Douces évocations de la ville de Médéa
Notre ami Cotte Nouredine, qui était professeur d’anglais à l’institut Algérien du pétrole, devenu après Naftofgaz, avait pour habitude à la fin de chaque promotion de stagiaires, d’éditer un petit cahier dans lequel il notait ses appréciations sur chaque élève. Dans un style remarquable, je vous livre ses impressions sur un élève originaire de Médéa et ce que lui inspire cette ville.
« Un jour, c’était un vendredi comme je me traînais cahin-caha pas loin du souk de Hassi-Messaoud, je tombai sur toi. Tu es l’un de mes élèves au centre de formation de Naftogaz et l’un des plus brillants. J’étais en quête d’un café valable où je puisse prendre un café crème et me reposer avant de repartir du pas pesant continuer mes achats et m’entraîner un peu plus avant à marcher en somme, un peu droit…..comme un homme qui ne souffrirait que d’hémiplégie.
Je t’invitai à prendre un café, le café est fort heureusement à deux pas de l’endroit où je me trouvais.
-« Je n’aime pas les cafés, Monsieur, mais je viens avec vous »
-« Vraiment, c’est le contraire pour moi.
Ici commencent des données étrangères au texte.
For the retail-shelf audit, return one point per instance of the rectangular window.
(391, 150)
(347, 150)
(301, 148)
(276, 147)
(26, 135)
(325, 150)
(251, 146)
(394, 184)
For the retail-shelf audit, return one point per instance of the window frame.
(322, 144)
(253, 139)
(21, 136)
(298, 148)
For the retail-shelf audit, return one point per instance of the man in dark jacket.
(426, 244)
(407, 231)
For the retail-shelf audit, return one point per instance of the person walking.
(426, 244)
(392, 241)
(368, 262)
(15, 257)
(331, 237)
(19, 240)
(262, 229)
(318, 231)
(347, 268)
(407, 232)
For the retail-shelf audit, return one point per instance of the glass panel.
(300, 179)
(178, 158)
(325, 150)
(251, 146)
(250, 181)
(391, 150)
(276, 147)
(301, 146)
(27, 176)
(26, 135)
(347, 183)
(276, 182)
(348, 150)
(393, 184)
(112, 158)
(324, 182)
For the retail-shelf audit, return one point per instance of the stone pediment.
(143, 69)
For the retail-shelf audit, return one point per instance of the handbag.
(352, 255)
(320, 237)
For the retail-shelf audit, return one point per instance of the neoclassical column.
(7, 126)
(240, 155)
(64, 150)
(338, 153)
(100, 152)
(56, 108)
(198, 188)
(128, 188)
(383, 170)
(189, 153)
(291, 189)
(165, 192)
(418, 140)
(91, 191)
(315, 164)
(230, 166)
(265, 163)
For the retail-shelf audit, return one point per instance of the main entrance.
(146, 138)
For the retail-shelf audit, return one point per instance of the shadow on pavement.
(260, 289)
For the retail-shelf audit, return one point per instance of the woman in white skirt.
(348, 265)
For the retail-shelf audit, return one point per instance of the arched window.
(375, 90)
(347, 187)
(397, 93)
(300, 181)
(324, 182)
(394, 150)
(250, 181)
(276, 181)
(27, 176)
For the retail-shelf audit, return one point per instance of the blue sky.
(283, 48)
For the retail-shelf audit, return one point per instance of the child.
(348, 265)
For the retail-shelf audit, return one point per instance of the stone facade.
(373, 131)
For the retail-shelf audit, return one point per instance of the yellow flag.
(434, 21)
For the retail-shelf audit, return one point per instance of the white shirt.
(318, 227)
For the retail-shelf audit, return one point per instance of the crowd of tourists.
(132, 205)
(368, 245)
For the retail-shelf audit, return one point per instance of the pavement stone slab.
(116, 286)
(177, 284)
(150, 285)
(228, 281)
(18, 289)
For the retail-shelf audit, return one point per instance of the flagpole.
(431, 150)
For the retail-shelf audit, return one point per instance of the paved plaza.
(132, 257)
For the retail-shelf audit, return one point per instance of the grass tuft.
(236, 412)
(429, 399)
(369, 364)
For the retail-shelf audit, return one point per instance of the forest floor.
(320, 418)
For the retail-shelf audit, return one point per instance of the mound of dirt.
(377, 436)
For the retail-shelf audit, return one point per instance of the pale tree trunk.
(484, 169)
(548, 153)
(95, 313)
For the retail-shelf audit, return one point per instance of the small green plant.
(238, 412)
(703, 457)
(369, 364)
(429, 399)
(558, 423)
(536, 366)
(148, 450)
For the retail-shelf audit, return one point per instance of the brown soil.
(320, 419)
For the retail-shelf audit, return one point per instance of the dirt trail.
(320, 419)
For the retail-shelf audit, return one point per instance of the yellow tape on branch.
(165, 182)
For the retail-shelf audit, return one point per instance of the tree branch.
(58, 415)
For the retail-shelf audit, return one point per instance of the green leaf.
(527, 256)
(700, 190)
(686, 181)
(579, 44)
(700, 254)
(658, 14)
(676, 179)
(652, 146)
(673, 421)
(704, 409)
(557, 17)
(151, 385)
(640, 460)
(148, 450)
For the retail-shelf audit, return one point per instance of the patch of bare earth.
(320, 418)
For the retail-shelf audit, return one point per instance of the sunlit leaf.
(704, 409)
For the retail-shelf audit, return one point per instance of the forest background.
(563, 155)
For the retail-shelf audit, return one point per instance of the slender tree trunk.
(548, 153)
J’adore l’ambiance du café : on s’occupe de vous quand vous avez soif. Et puis il y a des gens….Ceux qui se prélassent, ceux qui se désaltèrent, ceux qui discutent les matchs, le voyage et les affaires….C’est vraiment un monde, n’importe, vous étes d’où ? «
-« De Médéa
-« De Médéa, c’est une jolie ville. Mais elle a le goût du lucre. Les Médeens sont réputés être de grands marchands.
Les raisins de Médéa, à Laghouat quel délice ! D’ailleurs « L’mdani » signifie à Laghouat le marchand de fruits et légumes originaire de « El-M’dya », fut-il de Tambouktou, un marchand de fruits et légumes est un Médeen.
J’ai été toujours frappé par l’appât du gain chez les jeunes enfants de Médéa. Leur volonté de vendre des sandwichs ou des boissons gazeuses aux voyageurs de bus qui passent par là, relève de la virtuosité.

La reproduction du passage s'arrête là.